Browser Attack Using Javascript Timers
Jul/05/07 Filed in: Information Security
When visiting a site that requires you to fill out a form with your name and address, it is very common to falsify this information to avoid SPAM, phone calls, etc. For example, say you come to a site that allows you to download a file only after giving up your name, address, and phone number. You want the file, but you really could do without the sales call that will follow, as well as the likely inclusion in a million subsequent mailing lists.
So if you're like me, you fill out false information. If you're nice like me, you make it obvious, by using names like "Please, NoContact" and email addresses like "nospamplease@[site you are on].com." If you're also like me, you love the feature of your browser that auto-fills forms. So if I go to a site such as the example one, as soon as a form field with a name such as "Name" gets the focus, the whole form is happily filled out.

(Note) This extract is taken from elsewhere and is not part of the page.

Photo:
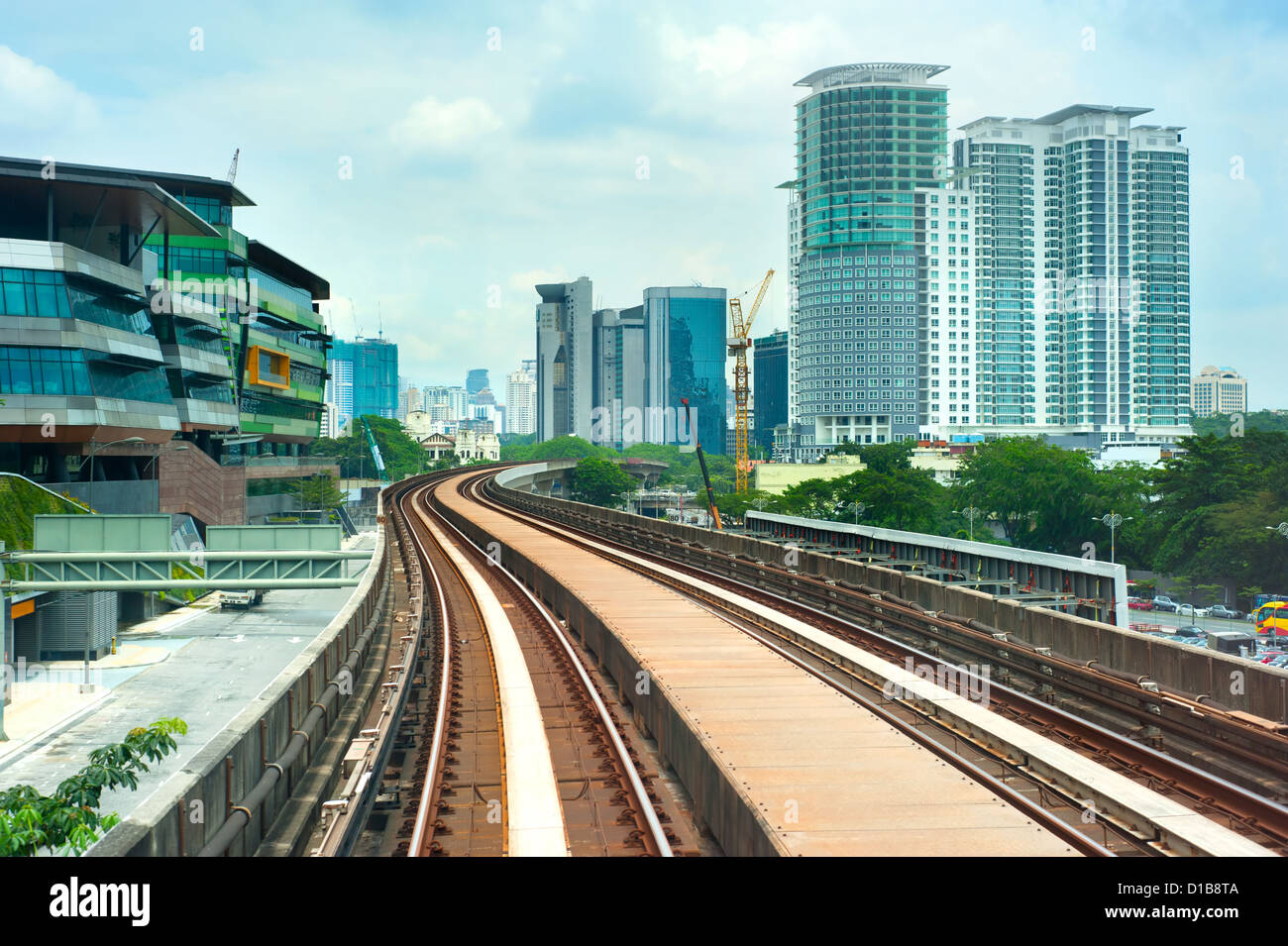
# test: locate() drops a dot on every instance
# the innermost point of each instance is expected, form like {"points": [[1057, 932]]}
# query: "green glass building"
{"points": [[270, 338]]}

What a slightly devious developer can do is take advantage of this fact, and use a JavaScript timer function to grab the data and send it (via a javascript function, AJAX, or just plain submit the form) to his Web server before you have a chance to change it. Done "correctly," you'll never even know. In fact, it could be used as a mechanism to detect when users have changed the information from that which they provide under normal circumstances.
Using Internet Explorer, Firefox, and Safari I was able to demonstrate this works in multiple browsers. All you need is Javascript and the forms AutoFill feature enabled. I'm not about to post the code and let it loose to hundreds of script kiddies, but if you Contact Me and convince me you need it, I'll happily send it along.
The threat to you is very low, but I thought it was an interesting academic example of how seemingly unrelated features work together to form a weakness.